Stefano Balietti, Dirk Helbing
Paper #: 11-06-024
Since the advent of computers, the natural and engineering sciences have enormously progressed. Computer simulations allow one to understand interactions of physical particles and make sense of astronomical observations, to describe many chemical properties ab initio, and to design energy-efficient aircrafts and safer cars. Today, the use of computational devices is pervasive.
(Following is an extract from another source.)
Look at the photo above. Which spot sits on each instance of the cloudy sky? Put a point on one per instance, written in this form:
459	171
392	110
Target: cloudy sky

Offices, administrations, financial trading, economic exchange, the control of infrastructure networks, and a large share of our communication would not be conceivable without the use of computers anymore. Hence, it would be very surprising, if computers could not make a contribution to a better understanding of social and economic systems. While relevant also for the statistical analysis of data and data-driven efforts to reveal patterns of human interaction [1], we will focus here on the prospects of computer simulation of social and economic systems. More specifically, we will discuss the techniques of agent-based modeling (ABM) and multi agent simulation (MAS), including the challenges, perspectives and limitations of the approach. In doing so, we will discuss a number of issues, which have not been covered by the excellent books and review papers available so far [2 10]. In particular, we will describe the different steps belonging to a thorough agent-based simulation study, and try to explain, how to do them right from a scientific perspective. To some extent, computer simulation can be seen as experimental technique for hypothesis testing and scenario analysis, which can be used complementary and in combination with experiments in real-life, the lab or the Web.